Multimodal RAG system on Azure. Documents go in, cited answers come out.
- File uploaded via FastAPI, SHA256-deduped into Azure Blob
- Event Grid triggers Storage Queue message
- KEDA-scaled ACA worker picks it up
- Adaptive 2-pass Docling: fast pass on all pages, expensive OCR only on pages with tables/images
- Semantic chunking by headers, image-to-text association via OCR caption overlap
- Batch embed via Azure embed-v-4-0 (text 96/batch, images 20/batch)
- Multi-tenant Weaviate ingest with bidirectional TextChunk/ImageChunk cross-refs
- Blob tags track state:
processing/embedded/embedding_failed
- Query classified into RAG / MATH / TOOL / NO_CONTEXT
- Rewritten for retrieval, RetrievalPlanner outputs hybrid alpha + k
- Custom Weaviate retrieval (WeaviateRM doesn't support BYOV + multi-tenancy)
- BGE-reranker-v2-m3 via Replicate
- LLM generates cited answer, SelfCritic retries if below threshold
- CosmosDB for conversation memory, MLflow for tracing
| Layer | What |
|---|---|
| Processing | Docling (adaptive 2-pass PDF), MarkItDown (rest) |
| Chunking | Custom semantic, header-aware, OCR-based image association |
| Embedding | Azure AI embed-v-4-0, 1536d, BYOV via LiteLLM |
| Vector DB | Weaviate Cloud, multi-tenant, HNSW dynamic, bidirectional cross-refs |
| Reranker | BGE-reranker-v2-m3 via Replicate |
| LLM | Azure OpenAI via LiteLLM |
| Inference | DSPy, 13 signatures, custom reranker wrapper |
| Chat memory | CosmosDB, per-user partitioned |
| Observability | MLflow on Azure ML Studio |
| Infra | Azure Container Apps (KEDA), Blob, Queue, Event Grid |
- Adaptive 2-pass Docling -- fast pass first, expensive OCR only on pages that need it. 86s to 5s on mixed PDFs.
- BYOV over native vectorizer -- embeddings computed via LiteLLM, passed to Weaviate manually. Full control over model swaps.
- Single-stage reranking -- ColBERT dropped, added latency without improving relevance at our scale. BGE alone at 0.0015s/call via Replicate.
- Deterministic IDs -- uuid5 from node_id. Re-ingesting same file produces same objects. Idempotent.

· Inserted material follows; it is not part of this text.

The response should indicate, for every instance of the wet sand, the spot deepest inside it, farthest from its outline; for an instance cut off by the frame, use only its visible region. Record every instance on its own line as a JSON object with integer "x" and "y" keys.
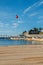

- Image URLs, not base64 -- images uploaded to Blob, only URL stored in ImageChunk. Avoids index bloat.
- Bidirectional cross-refs -- TextChunk.hasImages / ImageChunk.belongsToText, wired in second pass. Preserved across backup/restore.
- All models via LiteLLM -- one SDK, swap any provider by changing a string.